`aom_pls` — AOM-PLS (global adaptive operator selection)¶

Group: Adaptive · Registry tolerance: 1e-08

Description¶

AOM-PLS — global adaptive operator selection

Registry note — Global AOMPLS/AOM-PLS selector with the compact strict-linear nirs4all bank: identity, Savitzky-Golay smooth/derivative, detrend and finite-difference operators. Reference is the in-tree nirs4all estimator stack; parity remains qualitative because selection tie-breaking and CV scoring details differ across implementations.

Parameters¶

Name	Type	Default	Notes
`max_components`	`int`	`3`	registry benchmark cell value
`n_operators`	`int`	`9`	registry benchmark cell value
`cv`	`int`	`3`	registry benchmark cell value

Explanations¶

Bibliographic source¶

Beurier, G., Reiter, R., Noûs, C., Rouan, L. & Cornet, D. (2026). Reframing preprocessing selection as model-internal calibration in near-infrared spectroscopy: a large-scale benchmark of operator-adaptive PLS and Ridge models. arXiv:2605.13587. https://arxiv.org/abs/2605.13587.

Mathematical principle¶

AOM-PLS treats spectroscopic preprocessing as a learnable step inside the PLS calibration. Let \(\mathbf{X} \in \mathbb{R}^{n\times p}\) be the centered spectral matrix (rows = samples), \(\mathbf{Y} \in \mathbb{R}^{n\times q}\) the centered response, and \(\{\mathbf{A}_b\}_{b=1}^{B} \subset \mathbb{R}^{p\times p}\) a finite bank of strict-linear spectral operators. An operator is strict-linear when its action \(\mathbf{X}_b = \mathbf{X}\mathbf{A}_b^{\top}\) depends only on the fixed wavelength grid (identity, Savitzky–Golay smoothing and derivatives, finite differences, polynomial detrending, Norris–Williams gap derivatives, Whittaker smoothing); SNV, MSC, EMSC, ASLS and OSC are not strict-linear and are handled as fold-local branches in nirs4all.

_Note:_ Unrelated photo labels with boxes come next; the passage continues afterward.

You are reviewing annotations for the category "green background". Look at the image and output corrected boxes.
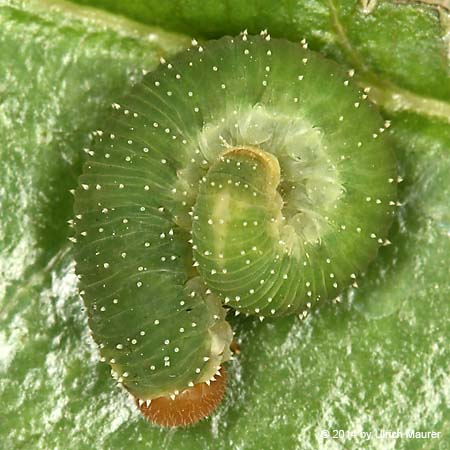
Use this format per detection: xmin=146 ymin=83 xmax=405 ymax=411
xmin=0 ymin=0 xmax=450 ymax=450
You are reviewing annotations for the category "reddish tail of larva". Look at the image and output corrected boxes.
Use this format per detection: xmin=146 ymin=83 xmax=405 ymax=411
xmin=136 ymin=367 xmax=226 ymax=427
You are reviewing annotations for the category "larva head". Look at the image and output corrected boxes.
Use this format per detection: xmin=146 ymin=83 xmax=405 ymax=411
xmin=136 ymin=368 xmax=226 ymax=427
xmin=75 ymin=35 xmax=396 ymax=425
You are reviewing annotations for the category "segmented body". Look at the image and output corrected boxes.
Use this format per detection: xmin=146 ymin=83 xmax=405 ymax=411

Cross-covariance identity (Eq. 2 of the paper). For centered \(\mathbf{X}, \mathbf{Y}\) and any strict-linear \(\mathbf{A}\),

\[\bigl(\mathbf{X}\mathbf{A}^{\top}\bigr)^{\top}\mathbf{Y} \;=\; \mathbf{A}\,\mathbf{X}^{\top}\mathbf{Y}.\]

Writing \(\mathbf{S} = \mathbf{X}^{\top}\mathbf{Y}\), every operator can therefore be screened by the cheap left action \(\mathbf{S}_b = \mathbf{A}_b\mathbf{S}\) (\(O(p q)\) per candidate) instead of materializing \(\mathbf{X}_b\) (\(O(n p)\)).

Global selection (the AOM in AOM-PLS). A single operator index \(b^{\star}\) is chosen for all \(K\) components by minimising a selection criterion \(\mathcal{C}\) over \(b\):

\[b^{\star} \;=\; \operatorname*{arg\,min}_{b\in\{1,\dots,B\}} \; \mathcal{C}\!\bigl(\text{SIMPLS}(\mathbf{X}_b, \mathbf{Y}; K)\bigr).\]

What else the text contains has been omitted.